A Ghost Story é um filme marcante, estranho, complexo. É preciso muito mais que assistir para compreender o que ele quer dizer, porque a intenção do filme não é que você entenda, a intenção do filme é apenas reforçar o quanto nós conhecemos pouco sobre o tempo e sobre a morte, ele apenas reforça o quanto é frustrante viver dessa forma, ano após ano, sem saber o motivo de tudo isso.

O filme conta a história de C e M, protagonizados por Casey Affleck e Rooney Mara, e não existe nada de incomum na vida deles. Eles trabalham, eles conversam, eles dormem juntos. Tudo é muito comum, como na casa de qualquer casal, durante alguns minutos nós apenas assistimos o cotidiano. Mas, de repente, um acidente tira a vida de C e a partir desse momento nós entramos em uma atmosfera completamente diferente.

C volta para a casa onde viveu com a esposa, ele vira um fantasma, como aqueles fantasmas de desenho animado, com um lençol branco e dois buracos simbolizando os olhos. A partir desse ponto, ele se torna o personagem principal da história, um fantasma melancólico e solitário, assistindo sua esposa seguir em frente.

No início do filme, nós percebemos a frustração de M morando naquela casa, ela quer sair de lá, quer se mudar para um lugar melhor, mas C insiste em ficar, ele gosta da casa, existe uma história ali, ele não quer deixar essa história para trás. Com o passar dos dias, M conta para C que ela tem um costume peculiar desde criança, quando ela se muda, ela gosta de deixar um bilhete na casa onde morou.

A Ghost Story

– Eu escrevia bilhetes e os dobrava bem pequeno, então os escondia.

– O que eles diziam?

– Eram só coisas que eu gostaria de lembrar para o caso de que se eu quisesse voltar, haveria um pedaço de mim esperando.

Quando C morre, M não vê mas sentido em ficar naquela casa, ela já não gostava da casa, sem C, seria impossível continuar ali.
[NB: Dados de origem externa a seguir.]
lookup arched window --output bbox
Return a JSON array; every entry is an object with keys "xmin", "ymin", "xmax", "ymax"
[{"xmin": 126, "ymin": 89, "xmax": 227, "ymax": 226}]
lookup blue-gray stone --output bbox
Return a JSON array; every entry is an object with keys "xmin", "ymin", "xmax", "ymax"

Então, ela vai embora, deixando para trás o fantasma de C. Conforme a história avança, a gente percebe que C tem um propósito, ele não está preso na casa porque ele é apegado a casa, de fato, mas ele precisa fazer algo, ele precisa saber o que M deixou escrito no bilhete que deixou escondido na parede da casa quando foi embora.

C é uma fantasma em busca de algo que o faça lembrar que ele existiu, que ele viveu durante um tempo na Terra. A busca pelo bilhete de M não é apenas curiosidade, o bilhete é um pedaço de M, um pedaço que ele vai reencontrar quando encontrar o bilhete.

Eu nunca me senti tão triste assistindo um filme, eu fiquei dias pensando naquele fantasma solitário, sobrevivendo apenas de lembranças, em busca de algo que o fizesse seguir em frente. Nós vivemos dessa forma, nos apegamos a flashes de coisas que um dia existiram, porque nós precisamos sentir que todas essas coisas foram reais, que não foi tudo em vão.

Nós não somos infinitos, mas o tempo é, e nele cabe todas as coisas que nós gostaríamos de levar conosco. Momentos, sorrisos, pessoas, lágrimas, tudo ficará marcado no tempo. Seremos esquecidos, nos tornaremos o fantasma de alguém, mas nós estivemos aqui, nós fizemos parte de uma partícula mínima do Universo. Se, um dia, o mundo acabar, se um asteroide atingir a Terra e dizimar a população, nos misturaremos com as estrelas queimando vivas no céu, viajaremos anos luz, pela escuridão cheia de pontos de luz e seremos livres dessa casca que chamamos de corpo.